No matter, declared President Bush: "I truly am not that concerned about him,"
he said about bin Laden in March 2002, and more or less stopped mentioning Osama
for the next four years. By the time he made his what-me-worry remarks - just
six months after 9/11 - the pursuit of Al Qaeda had already been relegated to
second-class status. A long report in yesterday's Washington Post adds detail to
what has long been an open secret: early in 2002, the administration began
pulling key resources, such as special forces units and unmanned aircraft, off
the hunt for Al Qaeda's leaders, in preparation for the invasion of Iraq.
At the same time, the
administration balked at giving the new regime in Kabul the support it needed.
As he often does, Mr. Bush said the right things: the history of conflict in
Afghanistan, he declared in April 2002, has been "one of initial success,
followed by long years of floundering and ultimate failure. We're not going to
repeat that mistake."
But he proceeded to do just that, neglecting Afghanistan in ways that
foreshadowed the future calamity in Iraq. During the first 18 months after the
Taliban were driven from power, the U.S.-led coalition provided no peacekeeping
troops outside the capital city. Economic aid, in a destitute nation shattered
by war, was minimal in the crucial first year, when the new government was
trying to build legitimacy. And the result was the floundering and failure we
see today.
How did it all go so wrong? The diversion of resources into a gratuitous war in
Iraq is certainly a large part of the story. Although administration officials
continue to insist that the invasion of Iraq somehow made sense as part of a
broadly defined war on terror, the Senate Select Committee on Intelligence has
just released a report confirming that Saddam Hussein regarded Al Qaeda as a
threat, not an ally; he even made attempts to capture Abu Musab al-Zarqawi.

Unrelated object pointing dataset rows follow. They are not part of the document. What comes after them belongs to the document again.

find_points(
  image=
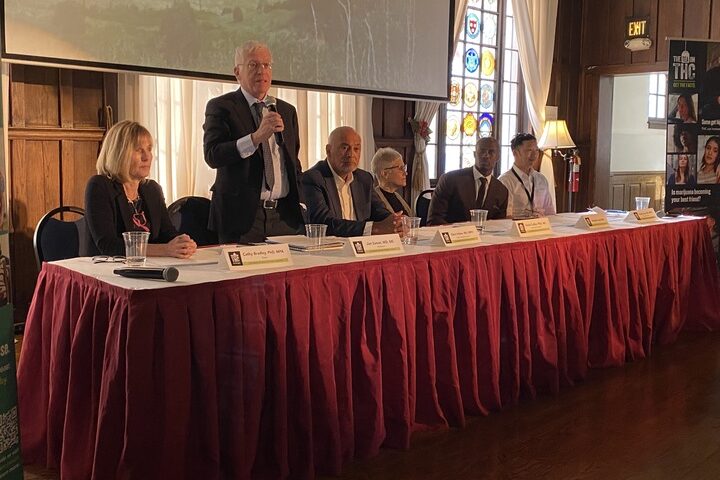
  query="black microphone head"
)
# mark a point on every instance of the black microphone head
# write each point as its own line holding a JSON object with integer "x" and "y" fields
{"x": 271, "y": 103}
{"x": 170, "y": 274}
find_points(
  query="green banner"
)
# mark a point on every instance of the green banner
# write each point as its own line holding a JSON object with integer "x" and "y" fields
{"x": 10, "y": 461}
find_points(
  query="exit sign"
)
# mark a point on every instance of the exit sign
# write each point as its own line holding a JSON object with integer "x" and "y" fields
{"x": 637, "y": 27}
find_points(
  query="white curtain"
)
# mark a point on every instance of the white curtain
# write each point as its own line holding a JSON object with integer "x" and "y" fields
{"x": 426, "y": 111}
{"x": 535, "y": 25}
{"x": 173, "y": 110}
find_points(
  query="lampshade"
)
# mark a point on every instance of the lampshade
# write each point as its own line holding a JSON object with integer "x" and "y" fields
{"x": 556, "y": 135}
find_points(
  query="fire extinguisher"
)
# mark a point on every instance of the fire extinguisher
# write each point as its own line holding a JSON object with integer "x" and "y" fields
{"x": 574, "y": 174}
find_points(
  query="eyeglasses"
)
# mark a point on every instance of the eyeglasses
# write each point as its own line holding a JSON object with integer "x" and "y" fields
{"x": 256, "y": 65}
{"x": 402, "y": 168}
{"x": 108, "y": 259}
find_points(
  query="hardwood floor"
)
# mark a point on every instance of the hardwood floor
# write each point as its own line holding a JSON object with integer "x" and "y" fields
{"x": 657, "y": 418}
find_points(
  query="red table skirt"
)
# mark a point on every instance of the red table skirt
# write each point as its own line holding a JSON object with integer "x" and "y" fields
{"x": 294, "y": 374}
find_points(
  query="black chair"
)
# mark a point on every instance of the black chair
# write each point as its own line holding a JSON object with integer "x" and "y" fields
{"x": 422, "y": 205}
{"x": 58, "y": 239}
{"x": 190, "y": 215}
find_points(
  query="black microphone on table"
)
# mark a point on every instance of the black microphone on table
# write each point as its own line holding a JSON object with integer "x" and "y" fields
{"x": 271, "y": 104}
{"x": 169, "y": 274}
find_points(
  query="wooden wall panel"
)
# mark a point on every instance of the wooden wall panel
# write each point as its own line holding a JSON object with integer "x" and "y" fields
{"x": 594, "y": 33}
{"x": 87, "y": 89}
{"x": 39, "y": 97}
{"x": 54, "y": 132}
{"x": 696, "y": 21}
{"x": 34, "y": 167}
{"x": 670, "y": 24}
{"x": 715, "y": 25}
{"x": 78, "y": 164}
{"x": 625, "y": 186}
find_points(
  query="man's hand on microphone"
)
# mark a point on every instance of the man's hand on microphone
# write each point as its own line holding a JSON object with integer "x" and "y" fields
{"x": 270, "y": 123}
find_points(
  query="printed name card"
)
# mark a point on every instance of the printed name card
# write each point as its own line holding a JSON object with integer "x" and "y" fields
{"x": 646, "y": 215}
{"x": 376, "y": 245}
{"x": 531, "y": 227}
{"x": 257, "y": 256}
{"x": 592, "y": 221}
{"x": 456, "y": 236}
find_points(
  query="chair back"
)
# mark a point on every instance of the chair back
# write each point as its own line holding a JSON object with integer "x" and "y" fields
{"x": 58, "y": 239}
{"x": 422, "y": 205}
{"x": 190, "y": 215}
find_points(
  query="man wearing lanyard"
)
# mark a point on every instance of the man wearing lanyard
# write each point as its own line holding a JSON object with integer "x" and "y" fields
{"x": 529, "y": 190}
{"x": 252, "y": 140}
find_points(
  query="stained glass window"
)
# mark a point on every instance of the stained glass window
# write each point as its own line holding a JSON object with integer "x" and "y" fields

But Iraq doesn't explain it all. Even though the Bush administration was
secretly planning another war in early 2002, it could still have spared some
troops to provide security and allocated more money to help the Karzai
government. As in the case of planning for postwar Iraq, however, Bush officials
apparently refused even to consider the possibility that things wouldn't go
exactly the way they hoped.
These days most agonizing about the state of America's foreign policy is focused, understandably, on the new enemies we've made in Iraq. But let's not forget that the perpetrators of 9/11 are still at large, five years later, and that they have re-established a large safe haven.